My “religion” is intellectual shamanism — a form of atheism, since I believe that religious experiences occur only in the brain.

Intellectual shamanism maintains that we should try to do without the scaffolding of civilization as much as possible. This is by no means because civilization is evil. To the contrary — but one should not rely on systems of support because there are nearly always hidden power interests that would “assist” you at the cost of your subjectivity.

Intellectual shamanism upholds one’s subjectivity as a pearl beyond price. Lose that and one loses one’s meaning. It is too easy to lose aspects of one’s subjectivity through contemporary pharmaceuticals, through submission to authorities, religious and secular, and through playing safe.

One must meet one’s fears, including fear of death, to be free from unseen binds. The recovery of oneself through facing one’s worst fears involves the ecstasy of shamanistic healing.

The decline of psychological depth

There are different levels of meaning in holy books — some of which are quite esoteric. Contemporary culture, including intellectual culture, appears to have taken a very philistine turn, whereby everything that is written down must necessarily be taken in its most literal sense. Therefore you get entirely stupid interpretations, such as the one that my memoir is about “getting things wrong”. Sure it is, if you lack a sense of humor and are not prepared to take a fairly distant stance towards political correctness.

A lot of Jesus’ recommendations are thoroughly shamanistic, in that he elevates subjective experience and subjective knowledge over official, authoritarian or materialistic perspectives. That is the core of Christianity that is worth saving (the patriarchal stuff, not so much).

One absolutely has to be able to take things in a non-literal sense and sometimes in an ironic sense to be any kind of higher human being. Literalness is for those who are still struggling.

Nietzsche, for instance, interpreted literally, ends up being quite a boorish, misogynist pig with very little to say for himself.
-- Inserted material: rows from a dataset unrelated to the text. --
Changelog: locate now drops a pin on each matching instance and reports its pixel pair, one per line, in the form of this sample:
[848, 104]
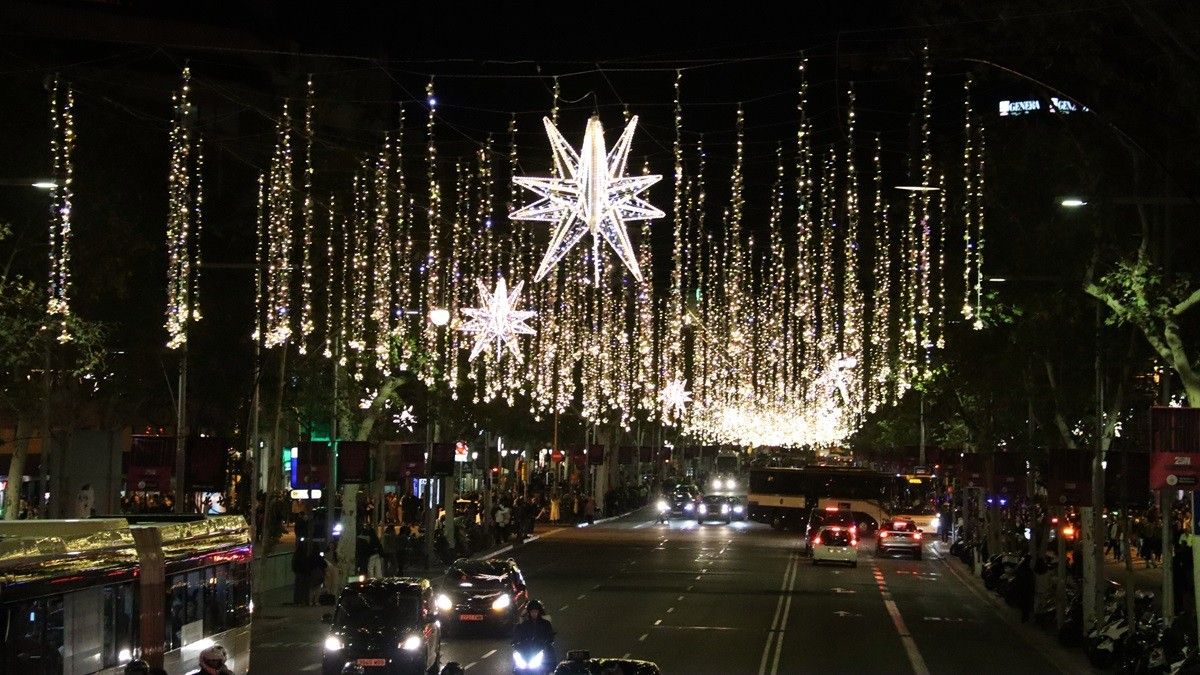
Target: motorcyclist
[213, 661]
[535, 628]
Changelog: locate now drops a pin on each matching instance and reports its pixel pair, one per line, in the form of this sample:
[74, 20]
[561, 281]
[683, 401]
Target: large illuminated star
[675, 396]
[496, 321]
[589, 196]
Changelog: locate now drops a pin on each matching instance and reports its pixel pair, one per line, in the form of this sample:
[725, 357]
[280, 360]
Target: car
[714, 507]
[683, 501]
[384, 626]
[834, 543]
[481, 592]
[899, 536]
[821, 518]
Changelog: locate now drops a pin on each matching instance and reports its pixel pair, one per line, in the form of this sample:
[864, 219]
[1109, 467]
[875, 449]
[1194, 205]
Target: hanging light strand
[61, 148]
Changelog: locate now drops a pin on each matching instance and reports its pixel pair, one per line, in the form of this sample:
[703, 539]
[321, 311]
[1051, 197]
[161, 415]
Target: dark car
[384, 626]
[481, 592]
[820, 518]
[714, 507]
[899, 536]
[683, 501]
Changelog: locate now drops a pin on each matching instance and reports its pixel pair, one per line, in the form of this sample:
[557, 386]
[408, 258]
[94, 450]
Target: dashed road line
[910, 645]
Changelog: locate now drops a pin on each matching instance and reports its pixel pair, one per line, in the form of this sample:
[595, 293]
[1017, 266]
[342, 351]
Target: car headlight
[532, 663]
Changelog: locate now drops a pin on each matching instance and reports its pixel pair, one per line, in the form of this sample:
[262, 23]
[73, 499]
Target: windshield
[377, 607]
[835, 538]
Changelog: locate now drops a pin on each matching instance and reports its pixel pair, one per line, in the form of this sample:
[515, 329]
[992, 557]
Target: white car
[835, 544]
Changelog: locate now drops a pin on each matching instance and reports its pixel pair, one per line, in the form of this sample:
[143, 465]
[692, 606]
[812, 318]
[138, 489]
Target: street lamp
[439, 316]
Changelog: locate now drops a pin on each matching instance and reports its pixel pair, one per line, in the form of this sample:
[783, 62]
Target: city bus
[784, 496]
[89, 596]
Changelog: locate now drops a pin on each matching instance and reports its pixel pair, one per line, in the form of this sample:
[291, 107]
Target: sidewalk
[1067, 659]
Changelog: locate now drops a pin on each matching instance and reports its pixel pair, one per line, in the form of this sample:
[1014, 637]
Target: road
[719, 598]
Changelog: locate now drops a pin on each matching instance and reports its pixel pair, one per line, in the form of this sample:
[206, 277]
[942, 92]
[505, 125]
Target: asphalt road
[719, 598]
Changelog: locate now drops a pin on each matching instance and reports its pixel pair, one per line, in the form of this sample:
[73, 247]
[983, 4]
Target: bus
[784, 496]
[89, 596]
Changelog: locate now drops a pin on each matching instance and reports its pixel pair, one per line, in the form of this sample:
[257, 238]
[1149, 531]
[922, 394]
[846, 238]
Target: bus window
[33, 637]
[120, 625]
[177, 610]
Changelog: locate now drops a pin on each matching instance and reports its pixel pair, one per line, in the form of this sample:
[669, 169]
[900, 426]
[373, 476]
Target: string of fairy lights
[784, 333]
[63, 141]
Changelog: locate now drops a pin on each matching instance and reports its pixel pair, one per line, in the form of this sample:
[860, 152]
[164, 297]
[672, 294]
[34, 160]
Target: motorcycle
[532, 657]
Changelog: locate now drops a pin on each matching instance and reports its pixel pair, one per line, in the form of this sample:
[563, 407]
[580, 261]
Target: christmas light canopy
[589, 195]
[497, 321]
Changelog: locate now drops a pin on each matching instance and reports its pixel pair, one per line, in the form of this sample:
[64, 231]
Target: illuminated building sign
[1013, 108]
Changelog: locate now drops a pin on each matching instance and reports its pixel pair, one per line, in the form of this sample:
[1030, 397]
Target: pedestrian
[213, 661]
[301, 573]
[316, 573]
[390, 550]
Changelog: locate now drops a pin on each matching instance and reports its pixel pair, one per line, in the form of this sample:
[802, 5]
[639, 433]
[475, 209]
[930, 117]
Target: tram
[88, 596]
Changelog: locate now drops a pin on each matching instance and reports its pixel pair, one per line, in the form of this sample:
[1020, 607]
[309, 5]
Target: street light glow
[439, 316]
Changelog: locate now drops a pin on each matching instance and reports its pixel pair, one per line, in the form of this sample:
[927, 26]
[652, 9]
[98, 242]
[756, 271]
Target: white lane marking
[783, 621]
[910, 645]
[779, 607]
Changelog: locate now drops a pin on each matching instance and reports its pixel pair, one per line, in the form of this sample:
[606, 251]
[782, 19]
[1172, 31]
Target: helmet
[214, 656]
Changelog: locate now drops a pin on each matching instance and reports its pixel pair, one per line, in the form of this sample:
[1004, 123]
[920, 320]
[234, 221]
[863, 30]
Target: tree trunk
[17, 469]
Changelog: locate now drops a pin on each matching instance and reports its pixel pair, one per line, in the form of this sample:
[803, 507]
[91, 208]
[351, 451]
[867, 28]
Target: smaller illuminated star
[496, 321]
[405, 418]
[675, 398]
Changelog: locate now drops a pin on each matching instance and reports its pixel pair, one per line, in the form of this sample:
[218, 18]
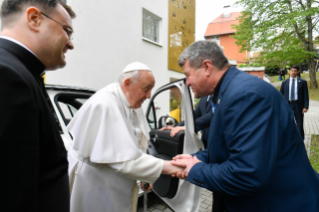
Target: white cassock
[108, 154]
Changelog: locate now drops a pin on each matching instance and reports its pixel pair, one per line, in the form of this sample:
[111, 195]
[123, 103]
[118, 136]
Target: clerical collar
[217, 88]
[123, 97]
[35, 66]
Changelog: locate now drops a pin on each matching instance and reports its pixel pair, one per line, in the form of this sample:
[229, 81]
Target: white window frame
[159, 19]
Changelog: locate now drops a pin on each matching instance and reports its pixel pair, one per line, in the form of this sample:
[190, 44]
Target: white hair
[132, 75]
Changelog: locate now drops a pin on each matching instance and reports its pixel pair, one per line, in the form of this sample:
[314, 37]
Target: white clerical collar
[17, 42]
[123, 97]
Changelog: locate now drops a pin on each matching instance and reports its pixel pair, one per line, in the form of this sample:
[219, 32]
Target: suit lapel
[287, 88]
[208, 104]
[298, 86]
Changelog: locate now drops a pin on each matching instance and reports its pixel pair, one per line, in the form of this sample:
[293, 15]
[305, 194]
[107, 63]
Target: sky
[207, 11]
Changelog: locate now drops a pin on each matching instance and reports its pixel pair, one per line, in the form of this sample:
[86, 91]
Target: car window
[69, 104]
[167, 103]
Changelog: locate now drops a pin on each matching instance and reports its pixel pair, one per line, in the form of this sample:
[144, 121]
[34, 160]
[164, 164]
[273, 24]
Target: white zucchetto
[136, 66]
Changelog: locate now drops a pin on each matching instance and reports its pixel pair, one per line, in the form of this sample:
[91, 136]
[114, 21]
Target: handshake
[180, 166]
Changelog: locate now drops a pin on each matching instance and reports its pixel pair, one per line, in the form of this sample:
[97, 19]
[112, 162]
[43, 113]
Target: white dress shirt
[296, 88]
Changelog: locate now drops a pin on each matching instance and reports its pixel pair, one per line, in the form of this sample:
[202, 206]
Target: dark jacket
[33, 159]
[256, 158]
[303, 96]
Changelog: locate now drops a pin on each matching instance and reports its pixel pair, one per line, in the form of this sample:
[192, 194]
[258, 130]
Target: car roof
[69, 88]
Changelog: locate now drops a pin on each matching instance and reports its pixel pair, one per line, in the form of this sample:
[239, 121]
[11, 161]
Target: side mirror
[166, 120]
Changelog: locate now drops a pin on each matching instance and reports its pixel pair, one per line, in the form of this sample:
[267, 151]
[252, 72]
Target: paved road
[311, 126]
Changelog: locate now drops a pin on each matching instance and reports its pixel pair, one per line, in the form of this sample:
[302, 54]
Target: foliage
[282, 31]
[249, 65]
[314, 152]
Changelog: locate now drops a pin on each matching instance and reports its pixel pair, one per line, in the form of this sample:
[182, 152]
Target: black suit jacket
[303, 97]
[33, 159]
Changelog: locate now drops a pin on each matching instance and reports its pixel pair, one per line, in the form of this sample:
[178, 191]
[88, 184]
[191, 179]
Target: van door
[170, 105]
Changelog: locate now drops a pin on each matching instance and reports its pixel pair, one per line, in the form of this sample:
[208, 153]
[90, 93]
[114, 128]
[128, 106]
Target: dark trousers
[298, 116]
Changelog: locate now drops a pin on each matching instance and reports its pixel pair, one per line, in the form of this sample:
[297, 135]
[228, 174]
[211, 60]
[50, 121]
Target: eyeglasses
[67, 29]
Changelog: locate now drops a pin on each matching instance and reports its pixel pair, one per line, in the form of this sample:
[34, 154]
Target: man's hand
[146, 189]
[187, 163]
[168, 127]
[183, 156]
[170, 169]
[174, 130]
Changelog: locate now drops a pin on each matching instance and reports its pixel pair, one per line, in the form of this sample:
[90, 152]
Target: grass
[314, 152]
[303, 76]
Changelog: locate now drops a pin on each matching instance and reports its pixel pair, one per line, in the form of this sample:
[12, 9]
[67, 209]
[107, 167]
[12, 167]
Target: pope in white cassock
[110, 135]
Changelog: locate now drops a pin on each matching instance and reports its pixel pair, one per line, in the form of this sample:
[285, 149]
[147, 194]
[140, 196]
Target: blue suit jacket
[253, 165]
[202, 116]
[303, 97]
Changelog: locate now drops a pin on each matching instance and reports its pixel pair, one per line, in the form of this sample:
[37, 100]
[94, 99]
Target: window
[167, 103]
[151, 27]
[69, 104]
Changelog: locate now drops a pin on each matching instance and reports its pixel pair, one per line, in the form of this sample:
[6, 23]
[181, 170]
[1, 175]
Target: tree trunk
[312, 73]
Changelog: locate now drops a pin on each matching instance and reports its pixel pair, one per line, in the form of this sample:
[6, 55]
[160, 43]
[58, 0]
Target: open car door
[172, 104]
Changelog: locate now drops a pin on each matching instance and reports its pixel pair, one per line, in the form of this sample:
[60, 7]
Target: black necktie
[292, 92]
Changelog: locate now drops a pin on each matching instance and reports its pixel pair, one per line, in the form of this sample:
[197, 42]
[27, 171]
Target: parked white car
[178, 194]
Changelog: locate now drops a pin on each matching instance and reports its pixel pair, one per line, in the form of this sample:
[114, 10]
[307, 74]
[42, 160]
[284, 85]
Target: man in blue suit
[295, 91]
[202, 116]
[255, 159]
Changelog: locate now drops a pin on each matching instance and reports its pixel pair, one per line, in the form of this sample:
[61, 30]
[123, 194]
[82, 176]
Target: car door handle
[154, 137]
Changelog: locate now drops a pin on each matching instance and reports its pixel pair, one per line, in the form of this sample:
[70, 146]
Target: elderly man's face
[56, 37]
[194, 79]
[140, 90]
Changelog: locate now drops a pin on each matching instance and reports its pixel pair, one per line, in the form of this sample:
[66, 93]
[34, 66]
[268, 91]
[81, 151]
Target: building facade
[220, 30]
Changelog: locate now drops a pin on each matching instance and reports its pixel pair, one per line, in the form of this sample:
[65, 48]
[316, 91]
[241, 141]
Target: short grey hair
[202, 50]
[133, 75]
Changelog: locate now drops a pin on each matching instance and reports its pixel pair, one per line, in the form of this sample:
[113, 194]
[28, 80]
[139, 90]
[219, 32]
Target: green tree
[282, 30]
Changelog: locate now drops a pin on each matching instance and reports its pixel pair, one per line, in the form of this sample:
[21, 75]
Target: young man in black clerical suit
[295, 91]
[35, 35]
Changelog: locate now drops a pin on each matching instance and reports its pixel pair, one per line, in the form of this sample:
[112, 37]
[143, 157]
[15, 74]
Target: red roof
[222, 25]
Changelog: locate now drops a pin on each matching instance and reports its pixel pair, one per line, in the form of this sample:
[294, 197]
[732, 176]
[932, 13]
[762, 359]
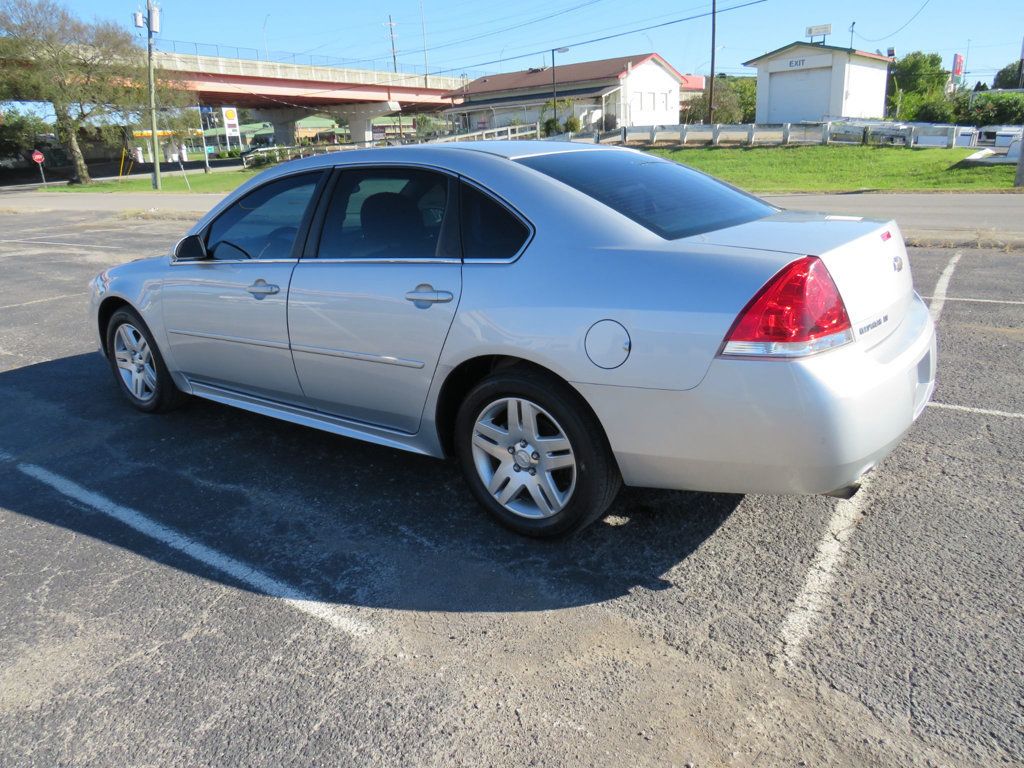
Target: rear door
[372, 302]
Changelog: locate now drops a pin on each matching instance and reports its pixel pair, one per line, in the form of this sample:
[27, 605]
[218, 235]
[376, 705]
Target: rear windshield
[667, 198]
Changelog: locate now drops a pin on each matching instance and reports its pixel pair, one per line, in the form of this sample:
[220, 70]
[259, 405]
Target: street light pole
[152, 25]
[711, 87]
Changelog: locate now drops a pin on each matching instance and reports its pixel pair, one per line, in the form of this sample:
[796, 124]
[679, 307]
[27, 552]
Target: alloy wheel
[135, 364]
[523, 458]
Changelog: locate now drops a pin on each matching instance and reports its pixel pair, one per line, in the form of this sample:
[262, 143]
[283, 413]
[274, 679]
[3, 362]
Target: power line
[907, 24]
[605, 37]
[599, 30]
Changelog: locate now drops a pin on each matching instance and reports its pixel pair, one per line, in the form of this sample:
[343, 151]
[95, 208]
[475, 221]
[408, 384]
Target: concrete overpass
[283, 93]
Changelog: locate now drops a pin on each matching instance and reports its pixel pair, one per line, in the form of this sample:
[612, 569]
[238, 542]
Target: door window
[489, 230]
[265, 222]
[388, 213]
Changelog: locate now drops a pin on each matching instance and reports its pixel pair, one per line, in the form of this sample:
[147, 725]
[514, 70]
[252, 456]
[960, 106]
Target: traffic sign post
[37, 158]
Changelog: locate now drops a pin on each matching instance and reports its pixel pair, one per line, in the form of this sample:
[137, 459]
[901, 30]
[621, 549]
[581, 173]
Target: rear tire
[534, 455]
[137, 366]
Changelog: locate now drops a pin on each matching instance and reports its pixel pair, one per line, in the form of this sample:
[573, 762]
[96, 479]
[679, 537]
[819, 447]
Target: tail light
[798, 312]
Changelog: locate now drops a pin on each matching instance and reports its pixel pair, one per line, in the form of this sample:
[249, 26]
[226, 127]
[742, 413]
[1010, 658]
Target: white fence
[752, 134]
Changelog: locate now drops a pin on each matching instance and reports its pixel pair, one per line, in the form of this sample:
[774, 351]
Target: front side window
[265, 222]
[388, 213]
[488, 229]
[669, 199]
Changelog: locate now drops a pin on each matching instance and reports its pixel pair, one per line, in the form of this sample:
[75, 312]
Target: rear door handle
[261, 288]
[427, 295]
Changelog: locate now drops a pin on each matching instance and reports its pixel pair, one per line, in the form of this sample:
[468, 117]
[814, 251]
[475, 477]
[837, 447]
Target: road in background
[933, 219]
[653, 638]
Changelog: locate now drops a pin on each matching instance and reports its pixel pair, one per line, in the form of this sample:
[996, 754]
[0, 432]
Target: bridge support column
[359, 117]
[284, 120]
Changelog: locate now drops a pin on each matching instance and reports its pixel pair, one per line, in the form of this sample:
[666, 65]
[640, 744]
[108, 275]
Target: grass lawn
[837, 168]
[759, 169]
[219, 181]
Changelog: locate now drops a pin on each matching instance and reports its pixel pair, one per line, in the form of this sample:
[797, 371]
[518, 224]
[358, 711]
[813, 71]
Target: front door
[369, 314]
[226, 316]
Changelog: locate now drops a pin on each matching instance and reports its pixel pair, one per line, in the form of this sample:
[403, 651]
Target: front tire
[534, 456]
[137, 366]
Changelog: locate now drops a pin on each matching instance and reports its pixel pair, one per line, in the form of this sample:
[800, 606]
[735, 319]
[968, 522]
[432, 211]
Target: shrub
[991, 109]
[934, 110]
[552, 127]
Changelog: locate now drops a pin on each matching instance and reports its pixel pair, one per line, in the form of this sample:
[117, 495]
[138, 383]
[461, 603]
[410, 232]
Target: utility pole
[1019, 178]
[554, 88]
[711, 87]
[423, 27]
[394, 53]
[394, 67]
[152, 25]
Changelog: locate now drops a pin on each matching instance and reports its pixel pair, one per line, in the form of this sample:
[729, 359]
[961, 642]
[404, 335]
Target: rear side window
[489, 230]
[389, 213]
[667, 198]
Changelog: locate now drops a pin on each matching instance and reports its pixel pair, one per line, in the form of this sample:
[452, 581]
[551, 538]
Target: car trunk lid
[866, 259]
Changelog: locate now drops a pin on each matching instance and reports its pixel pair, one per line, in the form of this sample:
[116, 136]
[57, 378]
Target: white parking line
[980, 411]
[40, 301]
[939, 295]
[811, 601]
[979, 301]
[259, 581]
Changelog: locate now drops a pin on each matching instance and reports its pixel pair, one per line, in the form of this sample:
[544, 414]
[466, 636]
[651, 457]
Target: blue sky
[463, 34]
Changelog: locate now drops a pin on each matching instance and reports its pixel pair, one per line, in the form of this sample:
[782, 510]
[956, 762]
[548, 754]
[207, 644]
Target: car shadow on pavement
[342, 520]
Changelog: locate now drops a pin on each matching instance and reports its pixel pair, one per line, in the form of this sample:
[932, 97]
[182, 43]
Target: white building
[816, 83]
[604, 94]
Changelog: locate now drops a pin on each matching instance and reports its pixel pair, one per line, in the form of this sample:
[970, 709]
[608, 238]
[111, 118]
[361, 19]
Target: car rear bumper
[805, 426]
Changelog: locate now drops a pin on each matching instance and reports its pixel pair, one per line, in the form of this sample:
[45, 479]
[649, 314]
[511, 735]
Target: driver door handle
[261, 288]
[429, 296]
If you interpret “masculinity” to mean “males” and “femininity” to mean “women”, then we are left with a prescription for a very rigid social order, in which men go about and act heroically and women can’t figure out what they hell that means, because women are too base and uncomprehending to be able to figure out much of anything.

At the same time, there is an equal and opposite danger in not realizing that when religiously based politicians pronounce, “We are loving women best by restricting their freedoms,” they are quite literally being boorish and contemptuous of women’s intelligence, whilst using a religious veil to cover their ugly demeanor.
Perhaps the resort to literalness is a natural result of people feeling so often tricked. Dorpat says that one resorts to a very literal frame of mind when one senses a relationship has become abusive. One is no longer open enough with oneself or others to be able to dig deep from the psyche.